In response to the comments on December 3rd (Re: Cards That Hardly See the
Light of Day 11/27 - Patrick), I would disagree that Devolution Spray
doesn't have a use, if used properly.

One of the decks I play is a Dark Vileplume/Muk/Dark Muk deck.  It is
wonderful to see your opponenents eyes glaze over when they see Dark
Vileplume take the bench - because outside of the 15/3 environment, decks
are still trainer-heavy.  The one down side of this is that you cannot play
trainers.  However, thanks to Muk's Pokemon Power and Devolution spray, you
can!

Muk's Pokemon Power prevents all other Pokemon Powers from working.  So
evolve a Grimer into a Muk, and you can use all the trainers you'd like! 
However, that leaves your opponent able to use his trainers on his next turn
too.  The solution - play all of the trainers you can that have accumulated
in your hand and before you attack - play Devolution spray on Muk!  Thus
you've emptied your hand of trainers, gotten everything you can out of it,
and your opponent is still left with a handful of useless trainers.
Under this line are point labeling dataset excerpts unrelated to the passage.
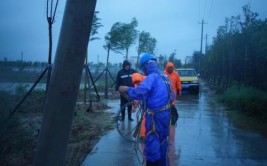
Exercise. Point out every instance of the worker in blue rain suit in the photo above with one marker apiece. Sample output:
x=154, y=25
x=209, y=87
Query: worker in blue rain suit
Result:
x=156, y=92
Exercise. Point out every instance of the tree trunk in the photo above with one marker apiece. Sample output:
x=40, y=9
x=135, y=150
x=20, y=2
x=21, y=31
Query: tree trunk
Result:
x=64, y=84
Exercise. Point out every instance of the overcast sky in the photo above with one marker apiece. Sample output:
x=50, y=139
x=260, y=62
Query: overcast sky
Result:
x=174, y=23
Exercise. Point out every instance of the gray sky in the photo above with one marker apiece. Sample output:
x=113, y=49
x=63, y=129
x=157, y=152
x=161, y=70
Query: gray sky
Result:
x=174, y=23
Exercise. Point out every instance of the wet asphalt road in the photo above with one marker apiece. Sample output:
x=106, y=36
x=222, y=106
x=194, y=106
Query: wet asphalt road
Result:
x=204, y=136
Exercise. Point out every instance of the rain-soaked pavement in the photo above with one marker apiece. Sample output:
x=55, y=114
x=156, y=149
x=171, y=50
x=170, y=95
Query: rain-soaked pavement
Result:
x=204, y=136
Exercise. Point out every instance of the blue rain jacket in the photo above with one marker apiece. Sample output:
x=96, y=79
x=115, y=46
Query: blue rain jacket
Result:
x=153, y=91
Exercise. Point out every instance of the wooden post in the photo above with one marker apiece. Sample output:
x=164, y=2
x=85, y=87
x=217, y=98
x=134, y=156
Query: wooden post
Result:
x=64, y=83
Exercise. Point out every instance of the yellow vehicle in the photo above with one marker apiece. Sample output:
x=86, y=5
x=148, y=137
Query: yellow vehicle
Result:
x=189, y=80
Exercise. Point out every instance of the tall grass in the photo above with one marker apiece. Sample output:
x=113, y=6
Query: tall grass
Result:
x=246, y=99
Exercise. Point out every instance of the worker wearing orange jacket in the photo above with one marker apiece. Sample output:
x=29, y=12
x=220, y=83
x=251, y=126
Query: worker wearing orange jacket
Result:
x=176, y=86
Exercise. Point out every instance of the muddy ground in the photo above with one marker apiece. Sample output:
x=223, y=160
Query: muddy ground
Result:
x=88, y=127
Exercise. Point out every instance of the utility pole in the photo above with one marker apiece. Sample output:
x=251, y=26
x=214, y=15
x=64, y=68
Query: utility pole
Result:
x=64, y=85
x=202, y=23
x=206, y=43
x=200, y=52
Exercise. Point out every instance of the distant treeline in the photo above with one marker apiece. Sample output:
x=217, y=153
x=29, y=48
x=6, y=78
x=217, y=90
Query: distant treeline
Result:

Another use would be as following.  Have your Dark Vileplume active, and use
Dark Gloom's Pokemon Power.  Should you fail, your active pokemon becomes
confused - thus Dark Vileplume's Pokemon Power stops working.  Again, you
can use all of the trainers you want, finish up with either a Switch or a
Devolution spray - moving Dark Vileplume to the bench or devolving cures the
confusion.  If using Devolution spray you can now retreat or Switch Dark
Gloom back to the bench, and before attacking, evolve back up to Dark
Vileplume - again leaving your opponent unable to use trainers.

Hope these tips help show that Devolution Spray DOES have some uses.